I write simple math tokenizer and try to use new C# pattern matching feature.

Tokenizer is quite simple:

    public IEnumerable<IToken> Tokenize(string input)
    {
        const char decimalSeparator = '.';
        string inputWithoutSpaces = input.Replace(" ", string.Empty);
        var numberBuffer = new StringBuilder();
        var letterBuffer = new StringBuilder();
        foreach (char c in inputWithoutSpaces)
        {
            switch (c)
            {
                case var _ when IsTerm(c, letterBuffer):
                    if (numberBuffer.Length > 0)
                    {
                        yield return EmptyNumberBufferAsLiteral(numberBuffer);
                        yield return new Operator('*');
                    }
                    letterBuffer.Append(c);
                    break;
                case decimalSeparator:
                case var _ when IsDigit(c):
                    numberBuffer.Append(c);
                    break;
                case var _ when IsOperator(c):
                    if (numberBuffer.Length > 0)
                    {
                        yield return EmptyNumberBufferAsLiteral(numberBuffer);
                    }
                    if (letterBuffer.Length > 0)
                    {
                        yield return EmptyLetterBufferAsTerm(letterBuffer);
                    }
                    yield return new Operator(c);
                    break;
            }
        }
        if (numberBuffer.Length > 0)
        {
            yield return EmptyNumberBufferAsLiteral(numberBuffer);
        }
        if (letterBuffer.Length > 0)
        {
            yield return EmptyLetterBufferAsTerm(letterBuffer);
        }
    }

I'm using case var _ because I want to match by condition without using if-else if chain, but I'm unable to write case when without specifying var variableName.
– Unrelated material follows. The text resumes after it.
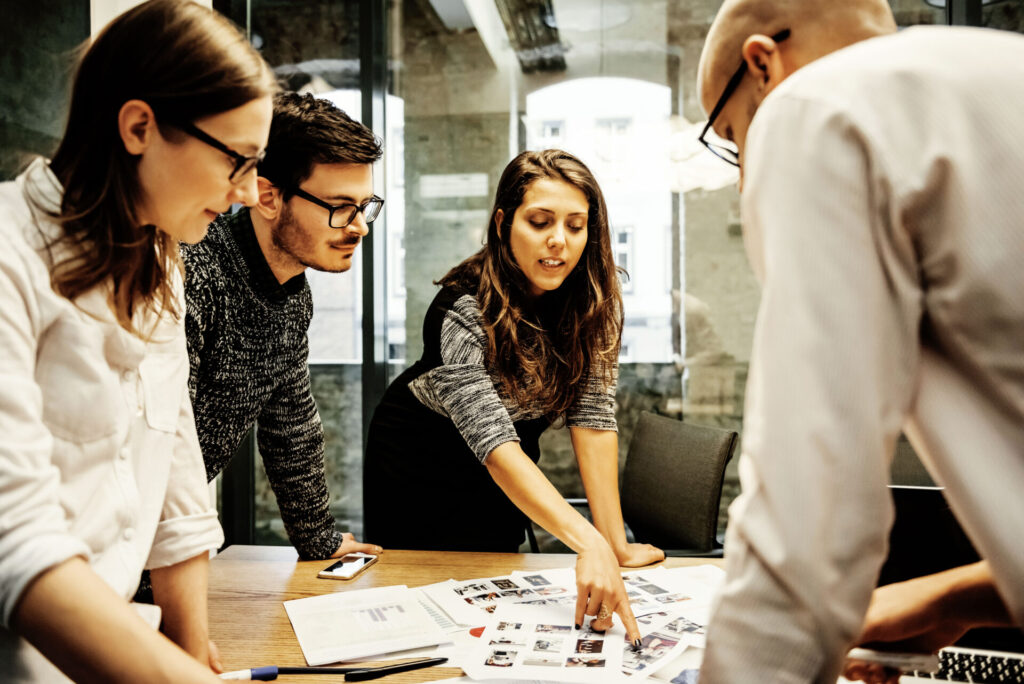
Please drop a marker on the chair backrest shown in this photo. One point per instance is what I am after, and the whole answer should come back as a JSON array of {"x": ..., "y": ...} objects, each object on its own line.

Is there any fancy way to perform such operation? Or it is recommended way to do these things?

like image 765
Alex Zhukovskiy Avatar asked Oct 29 '22 08:10

Alex Zhukovskiy


1 Answers

There is a "fancy" way to do pattern matching like this, using what are commonly called active patterns. C# doesn't (yet) support active patterns though, but see this answer for an example of what they might look like if/when implemented.

So using active patterns, your code would end up looking something like:

switch (c)
{
    case Term(letterBuffer):
        ...
        break;
    case decimalSeparator:
    case Digit():
        ...
        break;
    case Operator():
        ...
        break;
}

If you'd like to see this feature in a future version of C#, please upvote it on the csharplang github repo.

In the meantime, then you are limited choosing between sticking with if statements as others have said, or using when guards as you are. Which you go for really is just a matter of preferred style.